I question how much these summer reading programs really motivate kids.  I think a book is its own best reward, and kids who love to read will read in the summer no matter what.  Those who don't love to read aren't going to care about free books or coupons or little prizes.  And why do we try to encourage reading in the summer?  What about the winter - curl up with a good book in front of the fire?  The spring - rainy days are reading days?  The fall - the best harvest is between the covers of a book?

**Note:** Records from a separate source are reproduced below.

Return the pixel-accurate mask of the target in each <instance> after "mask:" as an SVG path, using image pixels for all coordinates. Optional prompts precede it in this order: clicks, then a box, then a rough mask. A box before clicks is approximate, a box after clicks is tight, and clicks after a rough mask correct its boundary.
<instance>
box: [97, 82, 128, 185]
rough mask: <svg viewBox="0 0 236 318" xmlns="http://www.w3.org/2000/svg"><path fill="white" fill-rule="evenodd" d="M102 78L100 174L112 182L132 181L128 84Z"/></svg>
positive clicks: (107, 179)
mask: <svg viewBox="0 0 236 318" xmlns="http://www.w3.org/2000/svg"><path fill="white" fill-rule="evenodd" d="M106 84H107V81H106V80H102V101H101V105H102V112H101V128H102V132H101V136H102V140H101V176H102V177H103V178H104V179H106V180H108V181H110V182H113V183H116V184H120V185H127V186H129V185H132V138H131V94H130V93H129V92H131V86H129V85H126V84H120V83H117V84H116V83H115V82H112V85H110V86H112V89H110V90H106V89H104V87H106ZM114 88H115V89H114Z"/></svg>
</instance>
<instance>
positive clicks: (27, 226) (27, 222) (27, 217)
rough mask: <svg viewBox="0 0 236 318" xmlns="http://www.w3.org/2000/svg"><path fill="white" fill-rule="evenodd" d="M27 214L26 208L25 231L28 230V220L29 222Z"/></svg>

But no matter how ineffective the summer reading push may be, we continue to place books and stories in the center of our lives.  Our favorites recently:

Dark Life by Kat Falls creates an imaginative future where global warming has raised the water levels and led to a need to farm the ocean floor.  It's somewhat dystopian, but aimed for the tweens so the politics are a bit naive (and the love scene at the end of the book was painfully awkward).  Carbon loved it, however, and was intrigued by the idea of undersea living.  Too bad "liquigen" isn't a real option.

TinTin in America by Herge is a classic, but we did have to stop and talk to the kids about the portrayal of Native Americans in the book - it is simply awful.  Actually, I have all sorts of problems with TinTin, and yet somehow allow it to charm it's way past my normal standards.

Judy Moody and Stink: the Mad Mad Mad Mad Treasure Hunt by Megan McDonald has been a lot of fun.  I think I prefer the straight up Judy Moody books, which are aimed at slightly older kids, but in this crossover book the siblings are really a team, and not snarky rivals.  It's good for my sibling set and they are both enjoying it equally.

Urchin and the Heart Stone, the second in the Mistmantle Chronicles, continues the action right where Urchin of the Riding Stars ended.  This second book lacks some of the energy of the first, however.